I’m pacing the floor of the living room like a madman, wondering how things went this way. One minute I told Tristan to cover for me and tell Nova I wasn’t here because I didn’t feel like talking to her after the whole roof incident. In fact, I planned on never seeing her again.
And that’s what I told Tristan.
The next thing I knew, they were leaving together. I’m fucking pissed but a lot of that anger is directed at myself for caring so much that I can’t just let her go, that I want her this bad. Knowing she’s out with Tristan has painfully made me aware of this and so I did the only thing I could think of to try to turn it off.
I do line after line, trying to kill the emotion out of me and the crushing guilt attached to the emotion. But for some reason today crystal is adding fuel to the fire—adding to my emotions. I’m not sure what to do with all the pain and the anger. It’s been a long time since I’ve felt this way and all I want to do is ram my fist through a wall. I stop pacing, pick up a hollowed-out ballpoint pen, and do another line off the cracked coffee table. After the sensation of it hits my body and slams into my heart and mind, I head toward the wall to punch a hole in it like I wanted to, but the front door suddenly swings opens. I do a U-turn and find Dylan shoving Delilah into the room.
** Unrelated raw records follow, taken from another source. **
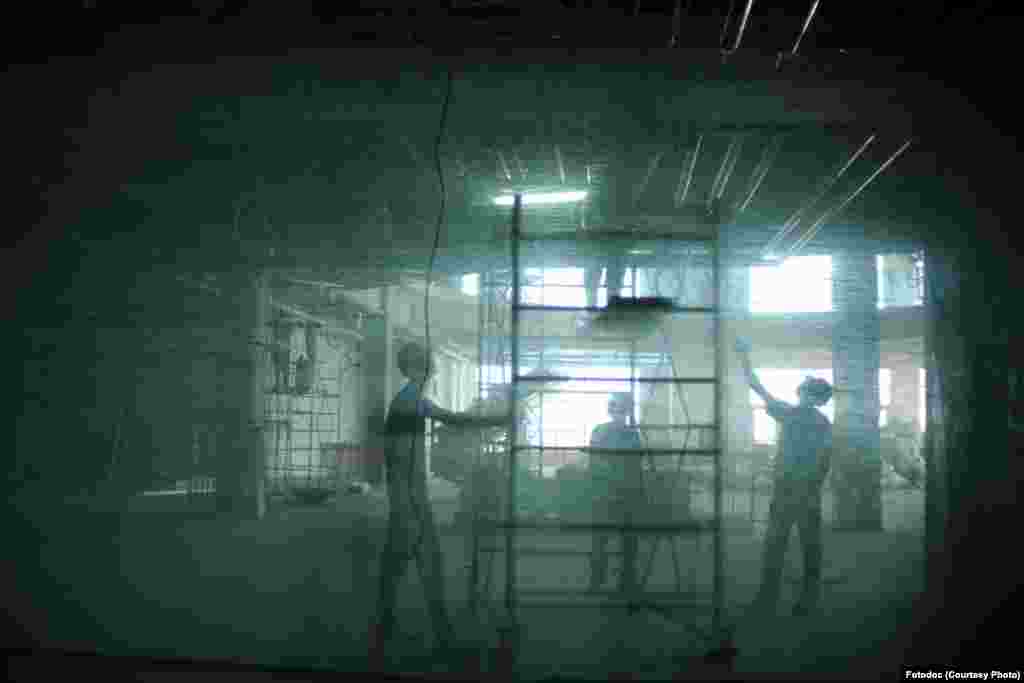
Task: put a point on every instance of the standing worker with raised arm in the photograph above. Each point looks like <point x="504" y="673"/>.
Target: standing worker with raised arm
<point x="801" y="468"/>
<point x="412" y="532"/>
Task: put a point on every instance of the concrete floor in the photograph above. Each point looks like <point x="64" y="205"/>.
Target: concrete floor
<point x="298" y="589"/>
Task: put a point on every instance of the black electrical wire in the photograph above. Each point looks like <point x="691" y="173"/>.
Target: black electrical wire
<point x="426" y="303"/>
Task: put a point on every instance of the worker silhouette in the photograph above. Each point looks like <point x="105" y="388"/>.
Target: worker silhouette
<point x="801" y="468"/>
<point x="616" y="488"/>
<point x="411" y="530"/>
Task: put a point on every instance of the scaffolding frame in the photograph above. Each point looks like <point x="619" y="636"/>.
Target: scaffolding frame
<point x="663" y="603"/>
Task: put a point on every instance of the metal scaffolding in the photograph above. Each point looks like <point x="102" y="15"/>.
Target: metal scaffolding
<point x="543" y="352"/>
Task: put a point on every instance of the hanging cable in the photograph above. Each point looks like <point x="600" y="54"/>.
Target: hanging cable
<point x="426" y="307"/>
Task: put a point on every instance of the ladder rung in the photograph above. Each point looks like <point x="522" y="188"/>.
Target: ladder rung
<point x="638" y="380"/>
<point x="539" y="552"/>
<point x="637" y="598"/>
<point x="599" y="309"/>
<point x="597" y="237"/>
<point x="614" y="452"/>
<point x="561" y="604"/>
<point x="694" y="526"/>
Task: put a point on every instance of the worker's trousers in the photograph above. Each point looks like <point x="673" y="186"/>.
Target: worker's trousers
<point x="794" y="503"/>
<point x="412" y="536"/>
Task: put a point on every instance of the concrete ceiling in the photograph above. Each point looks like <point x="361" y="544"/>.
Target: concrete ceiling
<point x="321" y="159"/>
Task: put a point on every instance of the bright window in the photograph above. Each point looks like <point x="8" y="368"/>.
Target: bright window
<point x="471" y="284"/>
<point x="800" y="285"/>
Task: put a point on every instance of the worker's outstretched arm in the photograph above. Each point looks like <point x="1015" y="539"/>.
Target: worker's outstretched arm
<point x="467" y="419"/>
<point x="743" y="349"/>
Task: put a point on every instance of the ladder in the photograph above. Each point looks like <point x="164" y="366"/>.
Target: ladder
<point x="503" y="537"/>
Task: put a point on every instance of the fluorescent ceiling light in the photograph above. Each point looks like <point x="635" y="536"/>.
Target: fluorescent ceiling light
<point x="542" y="198"/>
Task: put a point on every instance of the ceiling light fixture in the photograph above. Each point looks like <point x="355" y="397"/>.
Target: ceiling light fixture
<point x="542" y="198"/>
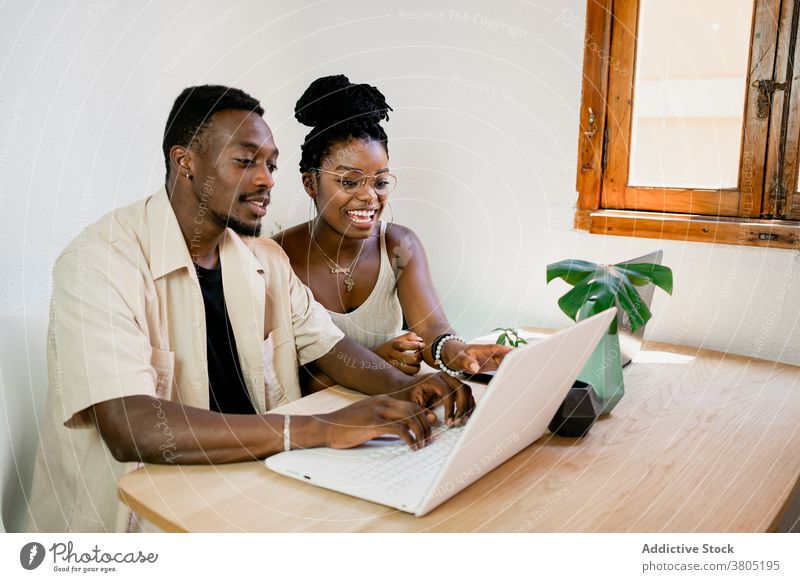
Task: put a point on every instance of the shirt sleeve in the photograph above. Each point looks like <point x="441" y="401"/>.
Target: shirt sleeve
<point x="315" y="334"/>
<point x="97" y="350"/>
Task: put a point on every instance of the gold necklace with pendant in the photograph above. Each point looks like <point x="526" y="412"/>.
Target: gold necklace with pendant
<point x="349" y="282"/>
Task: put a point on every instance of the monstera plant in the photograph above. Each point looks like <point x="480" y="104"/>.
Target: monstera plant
<point x="595" y="288"/>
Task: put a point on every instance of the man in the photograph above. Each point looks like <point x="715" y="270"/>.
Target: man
<point x="174" y="330"/>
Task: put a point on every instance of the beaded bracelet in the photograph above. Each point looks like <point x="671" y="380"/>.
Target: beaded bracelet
<point x="437" y="352"/>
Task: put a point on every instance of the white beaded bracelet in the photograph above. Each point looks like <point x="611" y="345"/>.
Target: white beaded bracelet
<point x="437" y="354"/>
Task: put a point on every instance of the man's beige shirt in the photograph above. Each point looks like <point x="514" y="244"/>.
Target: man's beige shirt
<point x="127" y="318"/>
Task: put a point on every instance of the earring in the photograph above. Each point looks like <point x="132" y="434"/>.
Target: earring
<point x="391" y="222"/>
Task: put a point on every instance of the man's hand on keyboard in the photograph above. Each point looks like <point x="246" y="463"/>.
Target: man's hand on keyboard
<point x="376" y="416"/>
<point x="432" y="390"/>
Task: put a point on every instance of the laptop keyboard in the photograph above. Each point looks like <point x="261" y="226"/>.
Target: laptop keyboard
<point x="394" y="466"/>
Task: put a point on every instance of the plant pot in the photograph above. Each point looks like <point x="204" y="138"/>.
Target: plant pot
<point x="604" y="372"/>
<point x="577" y="413"/>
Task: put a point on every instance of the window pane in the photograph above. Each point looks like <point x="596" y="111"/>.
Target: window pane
<point x="689" y="93"/>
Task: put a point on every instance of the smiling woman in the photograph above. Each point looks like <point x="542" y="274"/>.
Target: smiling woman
<point x="368" y="274"/>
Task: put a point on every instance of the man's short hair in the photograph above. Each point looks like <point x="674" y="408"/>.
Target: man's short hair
<point x="193" y="109"/>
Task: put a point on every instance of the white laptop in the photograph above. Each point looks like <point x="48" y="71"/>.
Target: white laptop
<point x="514" y="411"/>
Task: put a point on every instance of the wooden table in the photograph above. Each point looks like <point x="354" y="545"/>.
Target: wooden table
<point x="702" y="441"/>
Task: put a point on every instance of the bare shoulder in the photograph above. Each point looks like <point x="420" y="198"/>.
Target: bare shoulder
<point x="294" y="241"/>
<point x="399" y="237"/>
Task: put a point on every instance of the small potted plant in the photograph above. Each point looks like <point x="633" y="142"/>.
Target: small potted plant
<point x="596" y="288"/>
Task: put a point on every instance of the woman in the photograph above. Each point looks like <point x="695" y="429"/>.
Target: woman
<point x="367" y="273"/>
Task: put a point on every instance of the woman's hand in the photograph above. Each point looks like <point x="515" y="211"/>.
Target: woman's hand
<point x="403" y="352"/>
<point x="432" y="390"/>
<point x="473" y="358"/>
<point x="373" y="417"/>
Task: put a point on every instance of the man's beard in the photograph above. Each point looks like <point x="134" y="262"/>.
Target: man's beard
<point x="237" y="225"/>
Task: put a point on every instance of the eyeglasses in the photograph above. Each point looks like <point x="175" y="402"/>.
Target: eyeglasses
<point x="353" y="181"/>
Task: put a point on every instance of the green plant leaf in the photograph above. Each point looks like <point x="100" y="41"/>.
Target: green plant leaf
<point x="571" y="270"/>
<point x="633" y="304"/>
<point x="644" y="273"/>
<point x="597" y="294"/>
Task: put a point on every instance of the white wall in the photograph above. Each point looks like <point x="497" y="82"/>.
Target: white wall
<point x="483" y="138"/>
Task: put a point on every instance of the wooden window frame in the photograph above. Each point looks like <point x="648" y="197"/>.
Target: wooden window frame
<point x="743" y="215"/>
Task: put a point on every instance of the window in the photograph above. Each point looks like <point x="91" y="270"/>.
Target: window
<point x="690" y="121"/>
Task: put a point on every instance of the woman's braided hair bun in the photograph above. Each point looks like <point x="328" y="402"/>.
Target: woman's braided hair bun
<point x="338" y="110"/>
<point x="334" y="99"/>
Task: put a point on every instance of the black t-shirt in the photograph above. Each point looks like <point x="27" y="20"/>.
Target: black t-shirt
<point x="227" y="391"/>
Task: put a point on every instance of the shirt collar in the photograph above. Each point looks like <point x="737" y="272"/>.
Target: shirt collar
<point x="168" y="251"/>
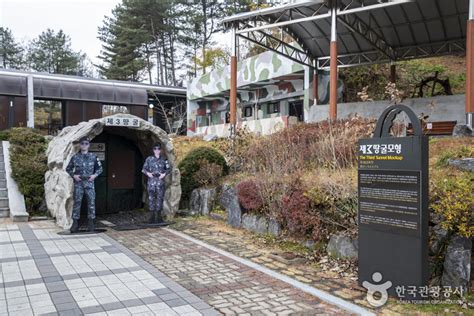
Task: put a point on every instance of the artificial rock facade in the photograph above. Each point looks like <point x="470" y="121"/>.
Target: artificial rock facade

“You stupid fucking whore,” he says, shoving Delilah into the apartment, and she lands on her back, her head just missing the corner of the coffee table. “I told you not to mess shit up but you couldn’t keep your mouth shut, could you?”
“I’m sorry.” Tears stream from her eyes as she sits up and struggles to get her feet under her. She only has one shoe on and it causes her to roll her ankle but she manages to get up by supporting her weight against the sofa.
“Fuck you and your sorry.” Dylan slams the door hard enough that shit falls down in the kitchen and I hear glass break. “You’re always sorry, yet you keep messing up.”
I’ve seen them fight before—actually a lot. But they’ve been getting worse lately. A lot of yelling. A lot of shoving each other around. I really think Dylan might be losing it, his inner demons, whatever they are, slipping through the cracks. This seems even worse than what I’ve seen before, but that might be because I’m beyond tweaked out. My mind is racing a thousand miles a minute so that I can’t even keep up with them and everything’s just one big fucking pileup.
Delilah’s sobbing and her cheek is inflamed like he hit her and Dylan is hyped up, eyes bulging, veins defiant under his skin. He looks like he’s tripping on acid and maybe he is. Whatever it is, when he storms toward her with his hand up, something snaps inside me. Here I am freaking out because I want a girl that I can’t have—don’t deserve—because I killed my girlfriend—lost her—and he has his girlfriend right here that he can have whenever he wants and he’s choosing to hit her.